By JERUSALEM POST STAFF
Hundreds of Israeli pilgrims motored in police-escorted convoys across the Nile Delta on Tuesday to pray at a 19th century Jewish holy man's tomb, where people received them with curious stares and a little resentment.
Egypt laid on exceptional security. Police special force troops with automatic rifles guarded the convoys of luxury coaches. The Israelis were not allowed to mingle with the residents of this western Delta town, 170 kilometers northwest of Cairo, but were confined to a cordoned-off parking area next to the shrine.
State Security officers refused to admit The Associated Press, and the government press office in Cairo, reached by cell phone, endorsed the refusal.
The pilgrims, some singing and clapping, made the two-hour drive from Cairo to see the tomb of Yaakov Abuhatzeira, a Moroccan rabbi who earned a reputation for healing people and died in 1880. His grandson, called "Baba Sali," is better known and his tomb in Netivot is a popular pilgrimage site.
Residents gawked from their windows and balconies as the big coaches slowly wound their way along the muddy road to the shrine. The authorities had just widened the road, leaving piles of rubble and freshly turned earth on the side, and had created a parking area in what had been a field of lush clover. A steamroller was leveling it as the first coaches arrived.

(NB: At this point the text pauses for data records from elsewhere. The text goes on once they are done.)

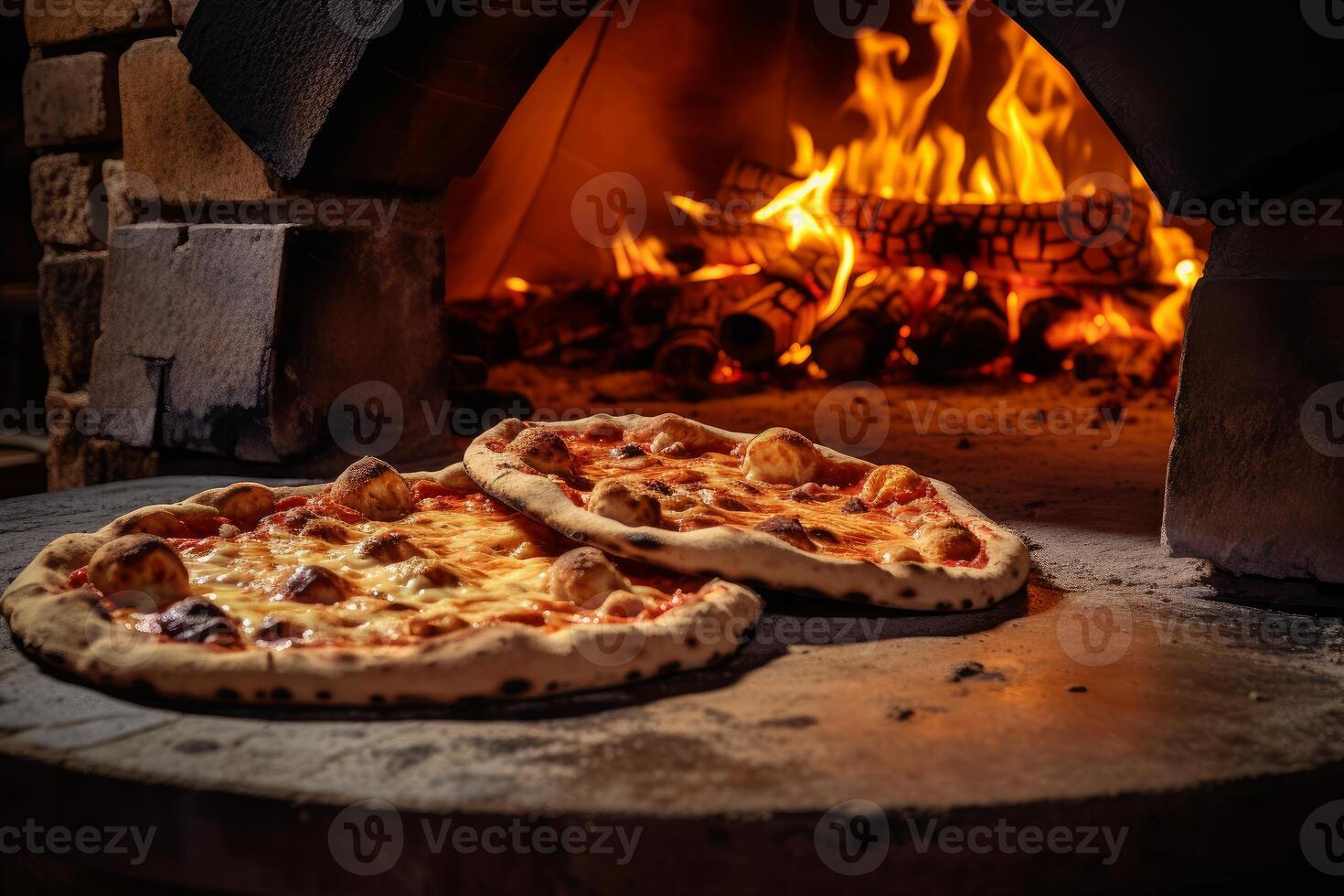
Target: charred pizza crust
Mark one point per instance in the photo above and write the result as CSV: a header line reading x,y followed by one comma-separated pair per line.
x,y
621,516
70,627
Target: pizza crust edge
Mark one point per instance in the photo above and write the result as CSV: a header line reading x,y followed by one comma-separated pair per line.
x,y
755,558
62,627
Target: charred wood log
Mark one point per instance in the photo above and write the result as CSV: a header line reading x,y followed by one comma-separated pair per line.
x,y
628,316
961,334
763,318
858,340
691,346
1032,352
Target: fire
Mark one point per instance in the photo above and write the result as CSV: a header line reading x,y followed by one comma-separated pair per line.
x,y
804,211
921,145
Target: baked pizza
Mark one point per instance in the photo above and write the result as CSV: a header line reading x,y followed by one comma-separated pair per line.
x,y
772,508
375,589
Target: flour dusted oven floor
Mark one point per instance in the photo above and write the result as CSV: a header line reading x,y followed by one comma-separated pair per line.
x,y
1181,723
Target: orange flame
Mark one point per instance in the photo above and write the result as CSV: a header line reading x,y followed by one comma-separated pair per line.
x,y
909,152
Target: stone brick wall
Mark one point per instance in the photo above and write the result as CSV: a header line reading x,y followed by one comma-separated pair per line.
x,y
197,312
73,123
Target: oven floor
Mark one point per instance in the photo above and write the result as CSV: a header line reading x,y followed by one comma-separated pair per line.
x,y
1125,689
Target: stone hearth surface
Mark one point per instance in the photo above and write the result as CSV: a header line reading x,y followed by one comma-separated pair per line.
x,y
1123,688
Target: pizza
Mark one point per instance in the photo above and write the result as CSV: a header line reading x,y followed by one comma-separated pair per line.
x,y
375,589
771,509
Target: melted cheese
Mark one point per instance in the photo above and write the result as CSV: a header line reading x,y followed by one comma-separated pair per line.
x,y
709,489
500,560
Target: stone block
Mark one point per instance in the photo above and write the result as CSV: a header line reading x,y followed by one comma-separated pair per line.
x,y
182,11
56,22
106,461
1257,466
60,187
175,142
69,304
240,337
65,438
70,101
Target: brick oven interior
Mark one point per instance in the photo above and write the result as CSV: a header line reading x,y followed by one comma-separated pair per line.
x,y
280,237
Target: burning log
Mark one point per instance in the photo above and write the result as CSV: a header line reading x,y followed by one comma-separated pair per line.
x,y
857,341
963,332
763,318
1049,242
634,314
691,346
1032,352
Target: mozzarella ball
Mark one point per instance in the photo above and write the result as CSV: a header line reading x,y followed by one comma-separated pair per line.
x,y
585,577
789,529
389,547
543,450
897,552
781,457
623,604
625,501
143,563
375,489
945,540
892,484
316,584
245,503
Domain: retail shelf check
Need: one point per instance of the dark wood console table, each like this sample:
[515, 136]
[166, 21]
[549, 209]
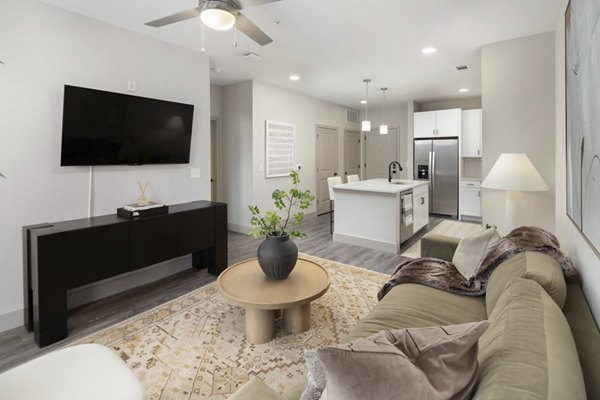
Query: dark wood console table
[64, 255]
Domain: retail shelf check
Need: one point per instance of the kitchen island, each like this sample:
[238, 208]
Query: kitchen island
[379, 214]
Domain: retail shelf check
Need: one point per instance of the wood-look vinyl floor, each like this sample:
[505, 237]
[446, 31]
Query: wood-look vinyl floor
[17, 345]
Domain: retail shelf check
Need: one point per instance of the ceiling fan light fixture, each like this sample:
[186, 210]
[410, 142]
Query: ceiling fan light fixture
[215, 18]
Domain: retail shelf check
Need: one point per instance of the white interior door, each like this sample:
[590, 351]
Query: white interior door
[380, 152]
[326, 165]
[351, 153]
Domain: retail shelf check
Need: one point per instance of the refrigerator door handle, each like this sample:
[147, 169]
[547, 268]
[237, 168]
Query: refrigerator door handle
[432, 155]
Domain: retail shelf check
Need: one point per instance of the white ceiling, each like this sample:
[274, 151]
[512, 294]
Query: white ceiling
[334, 44]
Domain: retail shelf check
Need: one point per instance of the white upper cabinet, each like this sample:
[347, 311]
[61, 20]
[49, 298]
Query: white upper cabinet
[471, 135]
[441, 123]
[425, 124]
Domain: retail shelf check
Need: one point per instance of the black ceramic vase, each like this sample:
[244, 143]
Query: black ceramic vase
[277, 256]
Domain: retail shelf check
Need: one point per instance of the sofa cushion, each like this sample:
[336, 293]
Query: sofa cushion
[472, 249]
[414, 363]
[411, 305]
[540, 267]
[528, 351]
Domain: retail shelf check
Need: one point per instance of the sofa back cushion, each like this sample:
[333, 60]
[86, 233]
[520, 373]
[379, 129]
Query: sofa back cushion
[530, 265]
[528, 351]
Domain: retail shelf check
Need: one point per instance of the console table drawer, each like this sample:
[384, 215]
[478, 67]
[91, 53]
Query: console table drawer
[152, 240]
[196, 230]
[96, 253]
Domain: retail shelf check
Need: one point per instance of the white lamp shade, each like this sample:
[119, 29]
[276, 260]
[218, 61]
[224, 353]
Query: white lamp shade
[215, 18]
[514, 171]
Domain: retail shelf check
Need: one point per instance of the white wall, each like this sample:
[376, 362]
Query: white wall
[236, 140]
[277, 104]
[44, 48]
[519, 117]
[396, 117]
[571, 240]
[216, 94]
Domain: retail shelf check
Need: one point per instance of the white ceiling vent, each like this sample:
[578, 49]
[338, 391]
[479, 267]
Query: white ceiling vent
[352, 116]
[251, 57]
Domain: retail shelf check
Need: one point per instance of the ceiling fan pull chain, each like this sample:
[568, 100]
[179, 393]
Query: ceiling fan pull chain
[202, 37]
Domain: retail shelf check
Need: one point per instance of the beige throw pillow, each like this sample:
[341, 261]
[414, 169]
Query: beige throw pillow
[419, 363]
[471, 251]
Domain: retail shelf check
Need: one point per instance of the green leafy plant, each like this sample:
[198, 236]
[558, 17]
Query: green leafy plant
[272, 223]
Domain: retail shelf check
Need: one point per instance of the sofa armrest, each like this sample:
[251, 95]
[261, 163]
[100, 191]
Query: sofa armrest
[438, 246]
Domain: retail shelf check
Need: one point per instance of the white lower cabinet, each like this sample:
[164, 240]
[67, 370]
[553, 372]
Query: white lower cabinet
[470, 199]
[420, 207]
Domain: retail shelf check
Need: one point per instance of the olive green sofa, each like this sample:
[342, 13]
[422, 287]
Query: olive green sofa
[542, 342]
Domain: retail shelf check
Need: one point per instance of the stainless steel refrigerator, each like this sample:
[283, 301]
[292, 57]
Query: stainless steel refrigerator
[436, 161]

"I don't want to see them here," tire-repairman Mohammed Sharqawi said of the Israelis. "I watch television and I see what is happening in Palestine."

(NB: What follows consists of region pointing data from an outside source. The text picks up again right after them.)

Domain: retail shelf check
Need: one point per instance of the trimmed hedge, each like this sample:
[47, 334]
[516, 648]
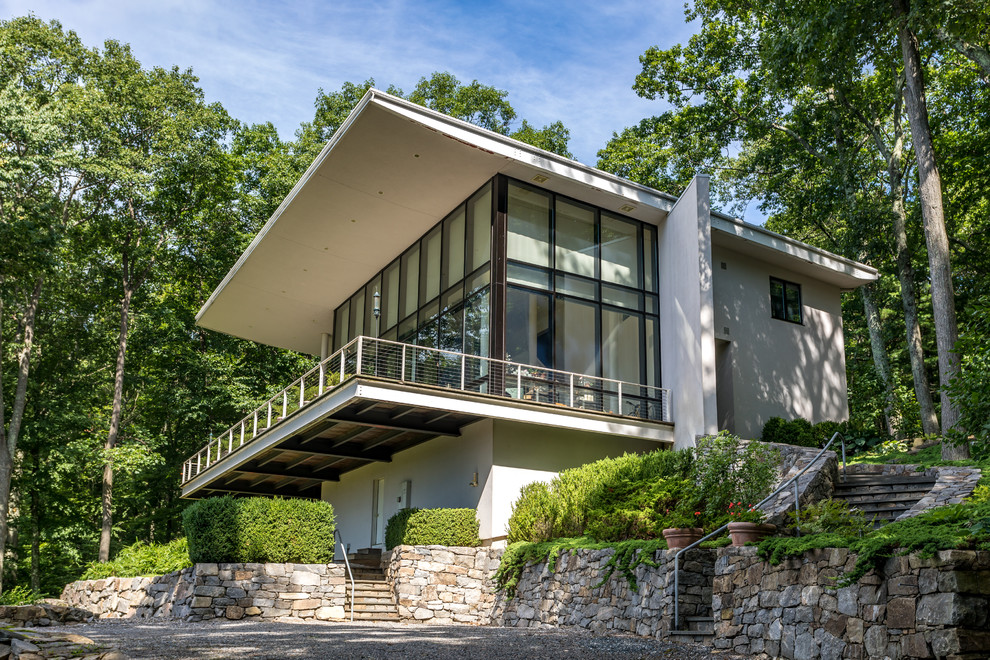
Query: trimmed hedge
[452, 527]
[259, 529]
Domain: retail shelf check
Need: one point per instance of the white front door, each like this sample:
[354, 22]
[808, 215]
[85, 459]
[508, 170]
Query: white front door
[378, 513]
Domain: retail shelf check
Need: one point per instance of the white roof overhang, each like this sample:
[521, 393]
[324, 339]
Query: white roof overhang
[773, 248]
[393, 170]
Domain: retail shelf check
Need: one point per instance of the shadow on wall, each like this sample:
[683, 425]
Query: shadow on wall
[780, 368]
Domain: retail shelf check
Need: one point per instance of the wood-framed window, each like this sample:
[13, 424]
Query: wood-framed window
[785, 301]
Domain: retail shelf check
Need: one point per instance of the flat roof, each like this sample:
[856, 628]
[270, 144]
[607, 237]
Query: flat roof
[391, 172]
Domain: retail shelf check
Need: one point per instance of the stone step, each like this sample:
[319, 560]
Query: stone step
[375, 616]
[884, 479]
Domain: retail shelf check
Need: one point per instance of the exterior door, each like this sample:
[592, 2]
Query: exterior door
[378, 513]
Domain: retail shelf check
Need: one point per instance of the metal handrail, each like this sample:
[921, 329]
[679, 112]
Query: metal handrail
[355, 357]
[773, 495]
[347, 563]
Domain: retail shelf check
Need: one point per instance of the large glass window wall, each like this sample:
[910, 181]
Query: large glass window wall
[582, 293]
[436, 294]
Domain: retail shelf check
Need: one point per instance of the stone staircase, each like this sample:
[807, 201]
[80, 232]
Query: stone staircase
[883, 497]
[372, 598]
[697, 630]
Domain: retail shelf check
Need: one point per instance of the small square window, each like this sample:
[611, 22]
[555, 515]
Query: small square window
[785, 300]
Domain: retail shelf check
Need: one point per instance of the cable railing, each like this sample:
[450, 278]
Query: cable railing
[780, 489]
[439, 368]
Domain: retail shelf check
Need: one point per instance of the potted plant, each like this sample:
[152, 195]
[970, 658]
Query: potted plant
[746, 524]
[685, 527]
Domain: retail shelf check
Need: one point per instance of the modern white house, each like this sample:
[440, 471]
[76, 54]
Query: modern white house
[487, 314]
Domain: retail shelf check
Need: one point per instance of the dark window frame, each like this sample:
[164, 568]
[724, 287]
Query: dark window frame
[778, 311]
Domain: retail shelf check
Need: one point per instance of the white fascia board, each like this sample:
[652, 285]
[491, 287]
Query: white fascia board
[527, 413]
[307, 175]
[502, 145]
[794, 248]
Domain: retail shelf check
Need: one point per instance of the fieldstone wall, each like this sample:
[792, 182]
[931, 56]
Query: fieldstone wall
[952, 484]
[912, 608]
[440, 584]
[569, 594]
[292, 592]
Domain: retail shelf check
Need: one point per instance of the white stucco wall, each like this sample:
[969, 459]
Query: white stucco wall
[687, 341]
[440, 471]
[776, 368]
[524, 453]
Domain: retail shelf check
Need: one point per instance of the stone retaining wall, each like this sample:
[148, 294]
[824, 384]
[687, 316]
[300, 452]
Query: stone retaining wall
[912, 608]
[293, 592]
[570, 595]
[439, 584]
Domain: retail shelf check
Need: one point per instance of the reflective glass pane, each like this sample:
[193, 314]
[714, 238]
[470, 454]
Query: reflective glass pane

But, two stores along the main road, Ali Mohammed Tanani said the Israeli-Palestinian conflict was one thing, the pilgrims were another.
"We have our sacred places. If they think it's a sacred place, they have the right to visit. They are our guests," said Tanani, who runs a small grocery shop.
Egypt guards the stone tomb, which stands in a small chamber, and allows visitors only for the January anniversary of Abuhatzeira's death. The pilgrims do not walk around Nekraha; they go to the shrine and leave.
But in 2003 a small group of pilgrims stopped at Tanani's shop and, using their interpreter, bought fizzy drinks and chocolates. "They were polite," Tanani recalled.
The tomb is a vestige of Egypt's once-prosperous Jewish community. Jews in Egypt go back to the time before Moses. And by the founding of Israel in 1948, they numbered about 80,000 people. But wars, and the resentment and expulsions that they engendered, have reduced Egypt's Jewish community to about 60 people, living in Alexandria and Cairo, according to the Israeli embassy.
Some residents of Nekraha believe that Abuhatzeira's shrine is not even the tomb of a Jew.
"I think the grave is that of a Muslim from Morocco called Mohammed," said shopkeeper Leila Khalil, adding that she had read that in Al-Osboa, a weekly newspaper known for stridently nationalistic views.
Khalil said President Hosni Mubarak was making a mistake by allowing the Israelis to come to the shrine. And in past years, such as 2001 when the Palestinian intifada was raging, the government has bowed to popular pressure and refused visas to Israeli pilgrims.
Khalil said she did not like Israelis visiting her town. Asked why, she replied: "Do the Jews like Arabs and Muslims?"